Anteriormente salí a la calle y también me topé al gobernador Low, con su cabeza sobre sus hombros, sus extremidades intactas, su mecanismo interno en el lugar correcto, y sus mejillas floreciendo con bella robustidad. Estaba impresionado.

 

Pero me bastó una simple palabra proveniente de él para darme cuenta que había sido engañado por el Sr. Lawler con una detallada pelea que nunca ocurrió, y que probablemente nunca iba a ocurrir; le había creído tan implícitamente que me senté y comencé a escribir (como otros reporteros lo han hecho antes que yo) en un lenguaje calculado para engañar al público y convencerlos de que yo mismo estuve presente, y a embellecerlo con una serie de falsedades destinadas a recitar ese engaño de una manera tan creíble como fuera posible.

 

Reflexioné sobre mi singular posición por varios minutos, no llegué a ninguna conclusión; es decir, no hay ninguna conclusión satisfactoria, excepto que Lawler fue un completo bribón y yo un consumado tonto. Sin embargo, ya había sospechado antes, y estaba familiarizado con el último hecho desde hacía casi un cuarto de siglo.

 

En conclusión, permítanme disculparme de la manera más humilde con el actual gobernador de California, el Honorable Sr. Low, el gobernador electo, con el Juez Field y con el Honorable.
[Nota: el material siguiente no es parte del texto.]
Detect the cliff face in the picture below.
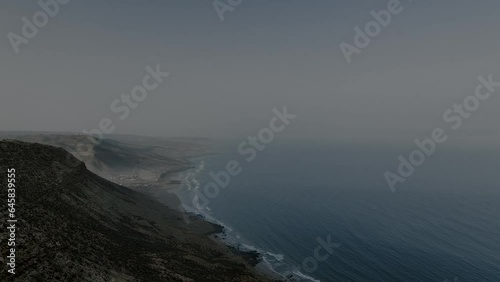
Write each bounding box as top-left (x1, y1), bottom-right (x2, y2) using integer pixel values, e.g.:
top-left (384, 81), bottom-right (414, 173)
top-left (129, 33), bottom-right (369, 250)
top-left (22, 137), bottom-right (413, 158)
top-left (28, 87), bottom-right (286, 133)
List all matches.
top-left (0, 141), bottom-right (266, 282)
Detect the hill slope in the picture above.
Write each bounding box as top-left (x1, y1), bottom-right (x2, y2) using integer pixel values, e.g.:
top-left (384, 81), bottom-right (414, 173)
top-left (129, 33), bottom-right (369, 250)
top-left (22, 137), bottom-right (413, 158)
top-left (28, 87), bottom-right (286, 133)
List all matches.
top-left (0, 141), bottom-right (267, 281)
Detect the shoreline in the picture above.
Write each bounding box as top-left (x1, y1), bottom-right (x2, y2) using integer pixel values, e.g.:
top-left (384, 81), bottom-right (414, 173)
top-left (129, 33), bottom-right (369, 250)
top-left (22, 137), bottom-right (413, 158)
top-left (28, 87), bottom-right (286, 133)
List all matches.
top-left (143, 153), bottom-right (285, 281)
top-left (167, 158), bottom-right (286, 281)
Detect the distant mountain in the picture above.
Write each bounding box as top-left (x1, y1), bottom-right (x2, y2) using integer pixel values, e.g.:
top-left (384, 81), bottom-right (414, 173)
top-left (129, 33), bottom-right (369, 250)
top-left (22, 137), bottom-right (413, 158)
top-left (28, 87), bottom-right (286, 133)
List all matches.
top-left (0, 141), bottom-right (268, 282)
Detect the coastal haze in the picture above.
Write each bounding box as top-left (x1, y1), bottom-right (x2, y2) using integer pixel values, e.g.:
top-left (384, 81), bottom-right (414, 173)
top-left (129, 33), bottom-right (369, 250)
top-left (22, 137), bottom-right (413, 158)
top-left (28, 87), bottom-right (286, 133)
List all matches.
top-left (0, 0), bottom-right (500, 139)
top-left (0, 0), bottom-right (500, 282)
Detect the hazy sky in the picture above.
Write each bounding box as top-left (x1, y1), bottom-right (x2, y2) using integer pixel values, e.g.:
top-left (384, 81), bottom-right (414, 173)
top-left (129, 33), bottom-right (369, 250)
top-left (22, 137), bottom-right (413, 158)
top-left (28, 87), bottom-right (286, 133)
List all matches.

Wm. M. Stewart, por el gran mal que mi imbecilidad innata ha causado al escribir y publicar tal sanguinaria ridiculez.

 

Si se tratara de hacerlo otra vez, no sabría si lo haría. No es posible para mí explicar cómo me las ingenié para creer que hombres tan educados y refinados como éstos podrían rebajarse a participar en el repugnante y degradante pasatiempo de pelear por un premio. Fue sólo el trabajo de Lawler, ustedes entiendan, ¡la burda, e hinchada imagen de un hombre que lleva nueve días de ahogado!

 

Pero me vengaré de él por esto. La única excusa que me dio fue que él consiguió la historia de John B. Winters, y pensé, por supuesto, eso es – ¡como si un futuro congresista del Estado de Washoe pudiera decir la verdad! ¿Sabe usted que si alguno de estos miserables canallas se cruzara en mi camino mientras estoy de mal humor les cortaría el cuero cabelludo en un minuto? Ese soy yo. Ese es mi estilo.